Two failures--to respond quickly to claims and to file appropriate information--are high on the list of insurer compliance misdeeds seen by regulators, according to a study.
The finding was made by Wolters Kluwer Financial Services, which ranked the top 10 gripes of the nation’s state insurance officials.
Wolters Kluwer—which describes itself as a provider of compliance, content, and technology solutions and services—said it reviewed last year’s market conduct exams from across the country and arranged its list based on areas receiving the most criticisms.
The top 10 most common market conduct compliance criticisms for property-casualty insurers, according to the company, are:
• Failure to acknowledge, pay or deny claims within specified time frames.

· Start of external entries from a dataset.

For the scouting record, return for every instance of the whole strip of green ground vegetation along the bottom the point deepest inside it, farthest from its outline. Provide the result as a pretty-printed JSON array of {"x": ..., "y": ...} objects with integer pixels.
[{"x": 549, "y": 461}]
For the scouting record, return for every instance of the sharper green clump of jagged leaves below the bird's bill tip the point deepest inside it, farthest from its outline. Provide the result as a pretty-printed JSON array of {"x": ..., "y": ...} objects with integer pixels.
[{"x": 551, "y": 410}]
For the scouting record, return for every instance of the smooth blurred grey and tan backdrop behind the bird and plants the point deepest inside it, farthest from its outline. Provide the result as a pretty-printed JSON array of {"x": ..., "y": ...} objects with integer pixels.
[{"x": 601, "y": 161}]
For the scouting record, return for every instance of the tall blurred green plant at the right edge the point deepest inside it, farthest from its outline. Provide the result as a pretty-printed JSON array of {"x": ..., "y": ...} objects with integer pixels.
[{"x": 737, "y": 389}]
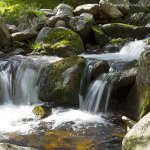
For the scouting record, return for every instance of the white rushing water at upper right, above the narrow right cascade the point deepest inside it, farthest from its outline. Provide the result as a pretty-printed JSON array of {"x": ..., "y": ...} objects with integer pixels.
[{"x": 129, "y": 52}]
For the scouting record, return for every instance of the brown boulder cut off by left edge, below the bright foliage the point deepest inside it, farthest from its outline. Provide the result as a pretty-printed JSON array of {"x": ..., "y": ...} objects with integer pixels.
[{"x": 4, "y": 34}]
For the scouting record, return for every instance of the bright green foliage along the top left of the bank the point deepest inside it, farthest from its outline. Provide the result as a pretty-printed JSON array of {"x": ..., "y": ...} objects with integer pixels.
[{"x": 13, "y": 10}]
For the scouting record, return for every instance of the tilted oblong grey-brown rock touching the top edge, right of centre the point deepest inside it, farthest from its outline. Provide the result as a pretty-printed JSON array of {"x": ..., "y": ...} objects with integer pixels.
[{"x": 110, "y": 9}]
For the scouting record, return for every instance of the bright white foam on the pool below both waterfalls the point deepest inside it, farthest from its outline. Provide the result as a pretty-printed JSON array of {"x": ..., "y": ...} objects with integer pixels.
[{"x": 21, "y": 119}]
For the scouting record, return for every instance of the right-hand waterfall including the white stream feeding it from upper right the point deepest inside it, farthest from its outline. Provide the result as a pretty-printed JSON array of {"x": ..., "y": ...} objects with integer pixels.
[{"x": 95, "y": 98}]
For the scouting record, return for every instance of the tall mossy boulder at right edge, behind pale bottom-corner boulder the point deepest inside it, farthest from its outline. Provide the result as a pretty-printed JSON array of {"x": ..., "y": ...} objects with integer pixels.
[{"x": 143, "y": 80}]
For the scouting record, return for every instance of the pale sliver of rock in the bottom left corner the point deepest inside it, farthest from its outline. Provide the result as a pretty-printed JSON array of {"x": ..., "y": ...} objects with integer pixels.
[{"x": 6, "y": 146}]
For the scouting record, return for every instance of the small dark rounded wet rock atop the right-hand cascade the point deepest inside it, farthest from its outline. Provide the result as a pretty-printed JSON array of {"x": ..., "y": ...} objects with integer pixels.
[{"x": 99, "y": 68}]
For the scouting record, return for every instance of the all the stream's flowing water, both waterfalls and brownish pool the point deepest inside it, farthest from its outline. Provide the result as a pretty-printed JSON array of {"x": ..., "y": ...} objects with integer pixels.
[{"x": 20, "y": 78}]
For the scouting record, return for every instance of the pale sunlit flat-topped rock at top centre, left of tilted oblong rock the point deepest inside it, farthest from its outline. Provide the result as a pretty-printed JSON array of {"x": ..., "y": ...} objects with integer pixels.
[{"x": 93, "y": 9}]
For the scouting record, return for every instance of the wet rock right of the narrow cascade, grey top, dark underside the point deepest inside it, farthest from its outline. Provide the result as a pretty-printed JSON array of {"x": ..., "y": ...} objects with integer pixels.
[{"x": 128, "y": 77}]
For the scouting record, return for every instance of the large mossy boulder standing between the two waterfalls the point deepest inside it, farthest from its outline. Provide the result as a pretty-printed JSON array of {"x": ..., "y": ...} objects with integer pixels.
[{"x": 61, "y": 83}]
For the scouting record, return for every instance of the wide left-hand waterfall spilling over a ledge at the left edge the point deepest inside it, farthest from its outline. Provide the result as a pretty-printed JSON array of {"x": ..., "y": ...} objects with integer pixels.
[{"x": 20, "y": 78}]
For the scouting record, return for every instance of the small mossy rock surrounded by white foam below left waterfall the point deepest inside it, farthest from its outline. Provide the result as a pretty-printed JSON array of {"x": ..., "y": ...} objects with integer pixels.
[{"x": 42, "y": 111}]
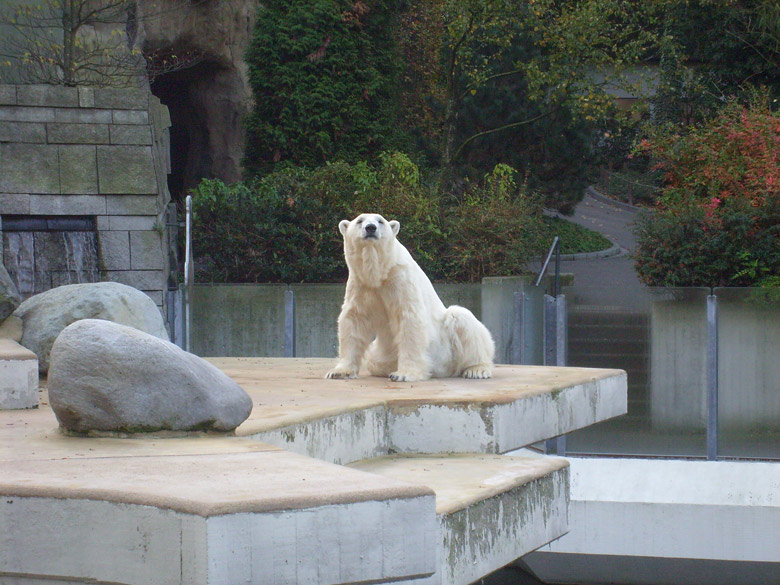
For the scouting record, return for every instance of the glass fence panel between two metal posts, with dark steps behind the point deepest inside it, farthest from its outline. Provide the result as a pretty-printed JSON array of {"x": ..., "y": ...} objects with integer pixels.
[{"x": 659, "y": 336}]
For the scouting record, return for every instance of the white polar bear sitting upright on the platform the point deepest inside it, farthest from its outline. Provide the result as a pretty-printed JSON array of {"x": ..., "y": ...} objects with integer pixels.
[{"x": 393, "y": 317}]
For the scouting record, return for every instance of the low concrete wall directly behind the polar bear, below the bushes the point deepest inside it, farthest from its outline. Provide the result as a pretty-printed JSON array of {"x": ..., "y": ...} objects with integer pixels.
[{"x": 249, "y": 319}]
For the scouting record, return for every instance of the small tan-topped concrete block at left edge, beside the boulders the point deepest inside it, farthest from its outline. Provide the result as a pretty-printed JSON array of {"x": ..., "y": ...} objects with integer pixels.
[{"x": 18, "y": 376}]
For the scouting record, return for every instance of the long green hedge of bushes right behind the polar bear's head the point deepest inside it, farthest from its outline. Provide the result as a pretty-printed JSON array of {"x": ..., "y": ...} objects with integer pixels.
[{"x": 283, "y": 227}]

• Failure to properly terminate a policy, including inadequate days’ notice and omitted required language.
• Improper documentation of claim files.
• Using unapproved or unfiled rates and/or rating errors.
• Failure to provide required disclosures, such as reasons for denials and bill of rights in the claims process.
• Failure to provide notification of producer appointments or terminations.
• Improper documentation of underwriting and policy files.
• Failure to communicate a delay in the settlement of claims in writing.
• Using unapproved or unfiled forms.
• Failure to produce requested records for an examination.
Kathy Donovan, Wolters Kluwer manager of government relations for insurance compliance solution, said in an interview that many problems on the top 10 list could be mitigated by companies keeping better documentation of underwriting and claims files.
She said that keeping more complete records would also help companies more easily produce the appropriate documentation during insurance department exams.
“We’ve seen a lot of consistency across the states and across company exams where companies are unable to produce the required information,” Ms. Donovan said.
The problem has more to do with records being incomplete, rather than inaccurate, Ms. Donovan noted. “I think a lot of what happens is that there is a claims file or an underwriting file that doesn’t have everything in there,” she said. “What’s in there is probably accurate, but it’s not complete, and it’s that piece that the examiner’s looking for that is just not there.”
This article is interesting in that the obvious reasons for poor claims services are not examined. Reduced employee training and retention, poor pay and benefits, reliance on faulty metrics account for the majority of the issues raised. Time to take back the claims operations from the bean counters and reinstate claims people.